Most RAG implementations you see online are optimised for demos. They chunk documents naively, embed everything into a single vector store, and retrieve the top-k results by cosine similarity. This works well when your documents are clean PDFs about a single topic. It falls apart in production.

At TheTechFinn we run RAG for three client products: a legal document assistant, a POS troubleshooting bot, and an internal knowledge base. All three needed custom retrieval logic that off-the-shelf solutions could not provide.

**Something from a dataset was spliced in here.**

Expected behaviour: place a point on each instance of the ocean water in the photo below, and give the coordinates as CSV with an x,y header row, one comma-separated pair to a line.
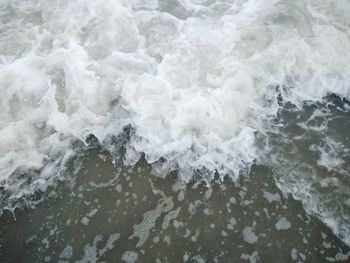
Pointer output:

The Two-Stage Architecture

Our pipeline uses a two-stage approach: a fast ANN (approximate nearest neighbour) search narrows candidates to 50ÔÇô100 chunks, then a cross-encoder re-ranker scores those candidates and returns the top 5. This costs roughly 40 ms more than single-stage retrieval but cuts hallucination rate by ~60% on our eval sets.

Chunking Strategy

Sentence-level chunks with 30-token overlap. Each chunk stores metadata: document ID, section heading, page number, creation date. This lets the re-ranker use structural signals, not just semantic similarity.

Cost Analysis

Running our own pipeline on a single GPU instance costs roughly $180/month. Azure AI Search at equivalent query volume would run $600+. The engineering investment paid back in under 4 months.

When to Use Off-the-Shelf

If you are prototyping, use LlamaIndex or LangChain. If you are serving 50+ QPS with domain-specific documents, consider owning the retrieval stack. The control is worth it.